Bottom Line Up Front: Americans making $2.5 Million or more a year can afford higher tax rates, just as they did during the county’s greatest growth periods.  Let’s return to a plan that worked for everyone, not just the ultra rich.

In order to understand the above statement, we need to take a short walk down memory lane and compare tax rates to national prosperity.

In order to finance World War I, Congress passed the 1916 Revenue Act which raised taxes on the wealthiest Americans highest bracket (about 2.5 Million in today’s dollars) from 7% to 77%.  Wars are expensive, but the economy recovered because wealthier Americans paid their fair share. 

In 1925, taxes dropped down to 25% for the highest tax bracket, and a few years later (in 1929) we found ourselves in the Great Depression.  Income taxes were raised to 63% for the wealthiest citizens and the economy recovered.

World War II came along, and taxes were raised again.  This time, the tax rate was 94% for those making $2.5 Million or more in today’s dollars.  

Through the 50, 60s and 70s, the top earners never paid less than 70% in taxes.

Then, the Economic Recovery Tax Act of the 1980s cut to the tax rate to 50%. Five years later it dropped to 28%.  The idea was that the wealthy to keep more of their money, they would build more businesses and promote economic growth if they were allowed to keep more of their money in the form of tax reductions.  If that ever worked at all, it did not last for long. Shortly after those tax breaks went into effect, the wealthy simply accumulated more wealth rather than investing in broader economic growth.  Keep in mind, when we are talking about income, we mean the income *not* reinvested in people.  When there is an incentive to provide pensions, raise wages, provide benefits, businesses do.  But in the current plan, there is no incentive to do so, so they don’t.

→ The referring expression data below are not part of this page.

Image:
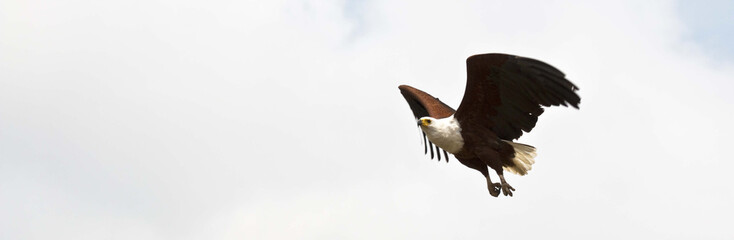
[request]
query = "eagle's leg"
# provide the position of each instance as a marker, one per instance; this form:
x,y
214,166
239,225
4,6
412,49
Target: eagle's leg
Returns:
x,y
494,188
477,164
506,188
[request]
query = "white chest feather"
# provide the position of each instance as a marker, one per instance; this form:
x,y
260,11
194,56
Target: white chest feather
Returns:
x,y
445,133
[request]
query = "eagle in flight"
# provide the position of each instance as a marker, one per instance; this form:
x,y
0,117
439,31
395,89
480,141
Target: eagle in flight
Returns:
x,y
504,96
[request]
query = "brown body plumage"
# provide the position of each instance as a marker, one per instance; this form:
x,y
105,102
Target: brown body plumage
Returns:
x,y
504,96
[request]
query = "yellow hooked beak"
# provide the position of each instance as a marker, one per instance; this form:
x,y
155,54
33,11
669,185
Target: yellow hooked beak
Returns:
x,y
424,122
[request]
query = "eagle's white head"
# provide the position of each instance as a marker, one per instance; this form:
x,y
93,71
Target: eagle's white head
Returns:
x,y
444,132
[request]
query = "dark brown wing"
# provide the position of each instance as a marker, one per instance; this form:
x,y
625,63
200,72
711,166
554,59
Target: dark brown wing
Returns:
x,y
423,104
507,92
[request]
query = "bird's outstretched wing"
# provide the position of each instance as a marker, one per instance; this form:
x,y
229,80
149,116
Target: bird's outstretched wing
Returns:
x,y
506,92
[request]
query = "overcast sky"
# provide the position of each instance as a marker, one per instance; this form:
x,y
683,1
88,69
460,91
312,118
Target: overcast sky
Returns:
x,y
164,119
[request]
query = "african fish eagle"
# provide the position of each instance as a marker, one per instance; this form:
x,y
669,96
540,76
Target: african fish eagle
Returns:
x,y
504,96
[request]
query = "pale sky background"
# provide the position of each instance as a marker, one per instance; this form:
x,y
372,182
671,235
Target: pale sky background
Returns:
x,y
164,119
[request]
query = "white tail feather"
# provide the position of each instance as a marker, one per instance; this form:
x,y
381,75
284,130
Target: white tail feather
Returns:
x,y
524,158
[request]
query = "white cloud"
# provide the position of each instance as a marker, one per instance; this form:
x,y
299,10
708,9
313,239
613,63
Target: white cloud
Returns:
x,y
282,119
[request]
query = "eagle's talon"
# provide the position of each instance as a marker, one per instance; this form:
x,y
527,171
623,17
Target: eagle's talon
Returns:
x,y
507,189
494,189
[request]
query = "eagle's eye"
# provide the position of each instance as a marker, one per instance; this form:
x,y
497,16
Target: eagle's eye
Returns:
x,y
425,122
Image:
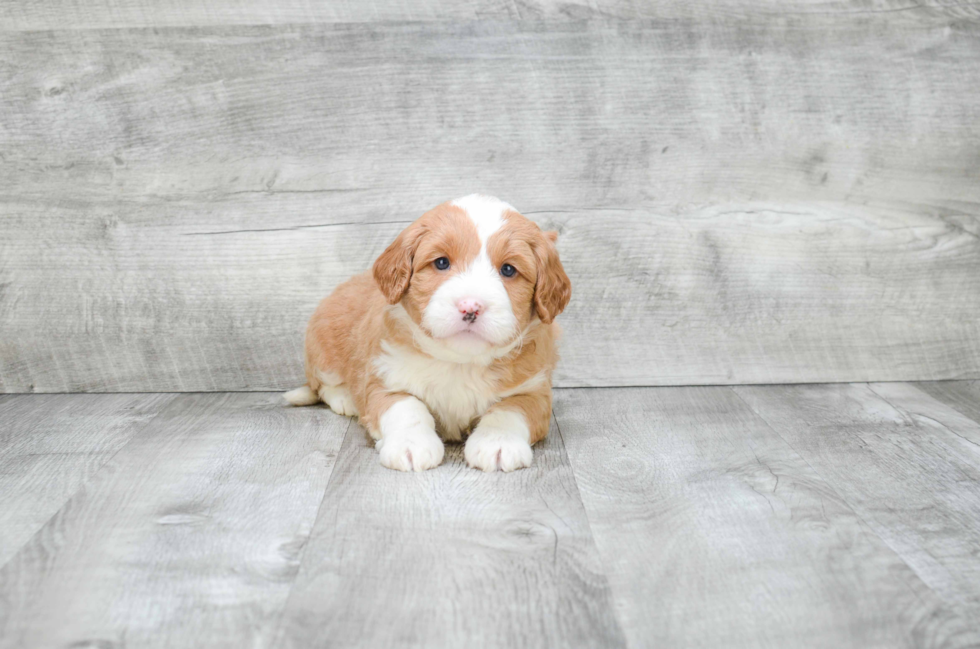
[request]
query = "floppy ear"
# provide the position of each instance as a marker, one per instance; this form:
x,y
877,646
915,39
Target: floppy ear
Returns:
x,y
553,289
393,268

From 1991 to the present, the tax rate has fluctuated between 31% and 39% for the wealthiest Americans.  Today, we are in a situation where .01% of the population has as much wealth as the bottom 90% combined, and where 99% of income goes to 1% of the population.  To make matters worse, the tax forms  (originally 4 pages long) are now  181 pages long and primarily benefit the very wealthy by allowing for tax free investments and shelters.  This process effectively reduces the tax rate of the very wealthy to near 0%.  This does not seem reasonable or sustainable.   

In addition to the recent tax breaks, we’re still paying for wars. When we started up our last war, we failed to tax the rich to offset the expense – we had the middle class pick up the burden instead.  We have been at war for over 15 years, and we are feeling the financial squeeze.

Today, there is no reasonable economist in any party that endorses the ‘trickle down theory’ that the top earners invest their tax savings in the economy by making investments that help others.  Why would anyone advocate that we ‘give’ something to A in hopes that it would trickle down to B?  Why not just give it to B directly, and eliminate the middleman completely?

It has only been relatively recently that the ultra rich have been taxed at such a low rate, and not surprisingly, over the same time period wealth inequality has risen in the United States. We have a growing group of people in the US who work two jobs and still can’t make ends meet.   Those making $2.5 Million or more on the labors of the working  poor should step up and help pay for the economy from which they profit.

Progressive taxes have worked in the past, and going back to that structure will benefit the middle class by reducing the tax load on the 99% while requiring the wealthy to pay their fair share of governmental services.

Right now, the economy seems to be doing fine, but we still have the problem of wealth inequality. Wealth inequality prevents most people from taking advantage of the growing economy.  Further, our inability to bring in tax dollars like we used to means our national debt continues to increase.  Let’s return to a plan that worked.  One where wealth not reinvested in people is taxed on a progressive scale.